Les prestigieuses Journées cinématographiques de Carthage conçues et imaginées par le cinéaste Tahar Cheriâa et lancées en 1966 par le ministre de la Culture, Chedli Klibi, étaient un événement, le premier du genre dans le monde arabe et africain à tenter, par la magie du 7e art, à établir «un dialogue franc, lucide, sans arrière-pensées… qui ne peut conduire qu’à une meilleure connaissance réciproque entre Africains et Européens, entre Méditerranée du Sud et Méditerranée du Nord», dixit l’homme de lettres et l’un des plus illustres ministres de la Culture de la Tunisie moderne, Chedli Klibi.

Depuis, les temps ont changé.
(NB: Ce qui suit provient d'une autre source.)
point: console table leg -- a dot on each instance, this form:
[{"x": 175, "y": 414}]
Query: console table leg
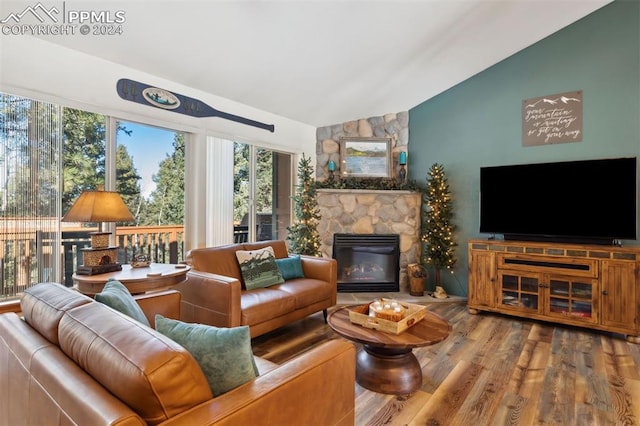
[
  {"x": 633, "y": 339},
  {"x": 388, "y": 371}
]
Le festival, devenu plus glamour, déroule le tapis rouge à ses invités et sur des marches calquées sur Cannes. Depuis aussi, les événements similaires ont vu le jour dans la région, dépassant, par les fonds investis, les célébrités mondiales qui y assistent et par la richesse de leurs programmes, le vénérable ancêtre. Néanmoins, les JCC ont de beaux restes.
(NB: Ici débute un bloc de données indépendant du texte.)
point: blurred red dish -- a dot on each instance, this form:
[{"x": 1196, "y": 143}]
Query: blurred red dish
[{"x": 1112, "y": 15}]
La 33e édition en cours a donné lieu à un défilé de femmes et d’hommes qui faisaient leur entrée au festival en s’évertuant à faire sensation. A chacun, chacune son style. Attirer les caméras et devenir tendance éphémère sur les réseaux sociaux font partie du jeu. C’est de bonne guerre.

Et parce que cette année encore les évaluations des looks des artistes sont entachées de moralisme pudibond, nous rappelons, si besoin, le caractère inaliénable de la liberté vestimentaire. Aux Tunisiennes de la défendre sans ménager leurs forces. Sinon, le risque est grand d’être contraintes et forcées, à l’instar des Iraniennes, de reconquérir ce droit fondamental au péril de leur vie.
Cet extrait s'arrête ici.